Find the number of species from the following which has spin only magnetic moment value of 1.73 BM. Fe$^{2+}$, Cu$^{2+}$, Ni$^{2+}$, NO, NO$_2$, NO$_2^-$, Sc$^{3+}$, Ti$^{3+}$

Answer 1

4

Answer 2

To find the number of species with a spin-only magnetic moment of 1.73 BM, we first need to determine the number of unpaired electrons corresponding to this magnetic moment.

The spin-only magnetic moment ($\mu_s$) is given by the formula:

$\mu_s = \sqrt{n(n+2)}$ BM

where 'n' is the number of unpaired electrons.

Given $\mu_s = 1.73$ BM:

$1.73 = \sqrt{n(n+2)}$

Squaring both sides:

$(1.73)^2 \approx 3$

$3 = n(n+2)$

$n^2 + 2n - 3 = 0$

Factoring the quadratic equation:

$(n+3)(n-1) = 0$

Since the number of unpaired electrons (n) cannot be negative, we take the positive value:

$n = 1$

Therefore, we need to identify all species from the given list that have exactly one unpaired electron.

Let's analyze each species:

1. Fe$^{2+}$:

   • Electronic configuration of Fe: $[Ar] 3d^6 4s^2$
   • Electronic configuration of Fe$^{2+}$: $[Ar] 3d^6$
   • In the $3d^6$ configuration, according to Hund's rule, the electrons are filled as: $\uparrow\downarrow \uparrow \uparrow \uparrow \uparrow$.
   • Number of unpaired electrons (n) = 4. (Does not match)

2. Cu$^{2+}$:

   • Electronic configuration of Cu: $[Ar] 3d^{10} 4s^1$
   • Electronic configuration of Cu$^{2+}$: $[Ar] 3d^9$
   • In the $3d^9$ configuration: $\uparrow\downarrow \uparrow\downarrow \uparrow\downarrow \uparrow\downarrow \uparrow$.
   • Number of unpaired electrons (n) = 1. (Matches)

3. Ni$^{2+}$:

   • Electronic configuration of Ni: $[Ar] 3d^8 4s^2$
   • Electronic configuration of Ni$^{2+}$: $[Ar] 3d^8$
   • In the $3d^8$ configuration: $\uparrow\downarrow \uparrow\downarrow \uparrow\downarrow \uparrow \uparrow$.
   • Number of unpaired electrons (n) = 2. (Does not match)

4. NO:

   • Nitric oxide (NO) has a total of 15 electrons (7 from N + 8 from O).
   • Its molecular orbital configuration is: $(\sigma_{1s})^2 (\sigma_{1s}^*)^2 (\sigma_{2s})^2 (\sigma_{2s}^*)^2 (\sigma_{2p_z})^2 (\pi_{2p_x})^2 (\pi_{2p_y})^2 (\pi_{2p_x}^*)^1$.
   • It has one unpaired electron in the $\pi^*$ antibonding molecular orbital.
   • Number of unpaired electrons (n) = 1. (Matches)

5. NO$_2$:

   • Nitrogen dioxide (NO$_2$) has a total of 17 valence electrons (5 from N + 2*6 from O).
   • It is an odd-electron molecule, which means it must have at least one unpaired electron.
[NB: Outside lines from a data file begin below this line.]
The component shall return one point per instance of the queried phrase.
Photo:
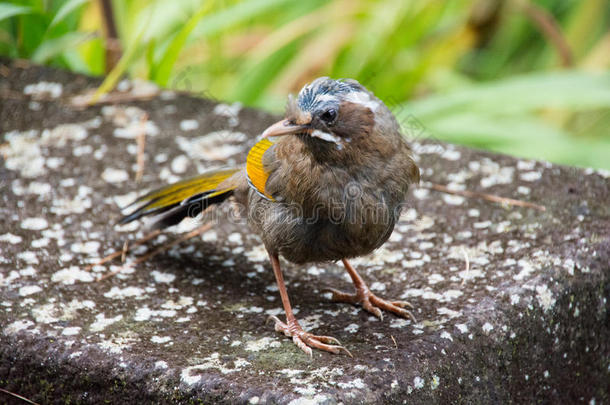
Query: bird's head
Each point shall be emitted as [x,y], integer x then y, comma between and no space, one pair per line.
[333,113]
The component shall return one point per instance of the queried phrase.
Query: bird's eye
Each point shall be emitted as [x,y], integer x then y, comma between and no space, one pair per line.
[329,116]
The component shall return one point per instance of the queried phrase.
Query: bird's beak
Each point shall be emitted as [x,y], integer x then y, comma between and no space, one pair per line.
[284,127]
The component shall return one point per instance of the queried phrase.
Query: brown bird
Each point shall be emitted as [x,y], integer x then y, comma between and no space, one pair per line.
[325,184]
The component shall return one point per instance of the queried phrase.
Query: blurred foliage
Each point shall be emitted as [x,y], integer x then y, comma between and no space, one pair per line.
[527,78]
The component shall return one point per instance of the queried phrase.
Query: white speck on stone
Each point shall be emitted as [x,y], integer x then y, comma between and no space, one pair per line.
[462,327]
[189,125]
[71,331]
[29,290]
[446,335]
[435,278]
[10,238]
[89,248]
[34,224]
[435,382]
[449,312]
[111,175]
[527,269]
[257,254]
[482,225]
[399,323]
[235,238]
[531,176]
[18,326]
[218,145]
[261,344]
[229,111]
[70,275]
[160,339]
[101,322]
[453,199]
[356,383]
[120,293]
[210,236]
[473,212]
[161,277]
[545,297]
[28,257]
[40,243]
[352,328]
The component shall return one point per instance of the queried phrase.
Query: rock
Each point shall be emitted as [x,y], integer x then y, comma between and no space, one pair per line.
[526,321]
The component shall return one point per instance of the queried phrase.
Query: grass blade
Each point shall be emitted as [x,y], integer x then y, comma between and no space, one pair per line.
[162,71]
[54,47]
[11,10]
[65,10]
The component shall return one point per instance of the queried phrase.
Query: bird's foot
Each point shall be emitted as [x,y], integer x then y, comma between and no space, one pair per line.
[373,303]
[305,340]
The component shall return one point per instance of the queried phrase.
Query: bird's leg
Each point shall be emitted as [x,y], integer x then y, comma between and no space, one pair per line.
[367,299]
[304,340]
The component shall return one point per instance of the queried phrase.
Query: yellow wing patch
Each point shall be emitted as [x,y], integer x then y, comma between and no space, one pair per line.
[178,192]
[257,176]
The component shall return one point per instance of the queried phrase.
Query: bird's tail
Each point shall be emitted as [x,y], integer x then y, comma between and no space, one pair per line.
[186,198]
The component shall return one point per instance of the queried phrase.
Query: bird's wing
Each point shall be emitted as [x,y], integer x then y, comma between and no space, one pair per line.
[185,198]
[258,168]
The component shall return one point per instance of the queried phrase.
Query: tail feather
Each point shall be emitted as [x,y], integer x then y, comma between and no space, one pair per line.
[185,198]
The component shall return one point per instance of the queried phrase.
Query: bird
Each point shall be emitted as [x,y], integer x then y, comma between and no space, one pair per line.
[325,184]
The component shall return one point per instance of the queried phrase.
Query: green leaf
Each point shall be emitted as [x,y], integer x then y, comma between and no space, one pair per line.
[235,14]
[65,10]
[163,69]
[54,47]
[574,90]
[11,10]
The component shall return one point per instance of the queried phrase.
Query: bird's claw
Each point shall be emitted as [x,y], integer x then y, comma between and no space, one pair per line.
[305,340]
[373,303]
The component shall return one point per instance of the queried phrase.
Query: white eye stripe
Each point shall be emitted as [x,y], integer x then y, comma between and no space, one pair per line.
[325,97]
[362,98]
[325,136]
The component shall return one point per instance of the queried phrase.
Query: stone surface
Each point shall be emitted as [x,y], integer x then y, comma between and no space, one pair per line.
[527,321]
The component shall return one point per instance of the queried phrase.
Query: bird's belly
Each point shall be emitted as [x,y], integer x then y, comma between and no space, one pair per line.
[302,238]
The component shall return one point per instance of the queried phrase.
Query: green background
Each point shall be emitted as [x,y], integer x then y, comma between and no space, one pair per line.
[528,78]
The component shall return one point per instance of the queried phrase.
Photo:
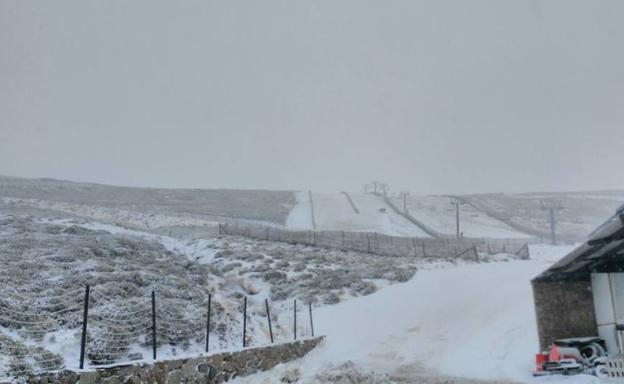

Its Lewis structure shows one unpaired electron on the nitrogen atom.
   • Number of unpaired electrons (n) = 1. (Matches)

6. NO$_2^-$:

   • Nitrite ion (NO$_2^-$) has a total of 18 valence electrons (5 from N + 2*6 from O + 1 for the charge).
   • Since it has an even number of electrons, all electrons are paired in its ground state.
   • Number of unpaired electrons (n) = 0. (Does not match)

7. Sc$^{3+}$:

   • Electronic configuration of Sc: $[Ar] 3d^1 4s^2$
   • Electronic configuration of Sc$^{3+}$: $[Ar]$
   • It has no d electrons and no unpaired electrons.
   • Number of unpaired electrons (n) = 0. (Does not match)

8. Ti$^{3+}$:

   • Electronic configuration of Ti: $[Ar] 3d^2 4s^2$
   • Electronic configuration of Ti$^{3+}$: $[Ar] 3d^1$
   • In the $3d^1$ configuration: $\uparrow$.
   • Number of unpaired electrons (n) = 1. (Matches)

The species that have exactly one unpaired electron are Cu$^{2+}$, NO, NO$_2$, and Ti$^{3+}$. There are 4 such species.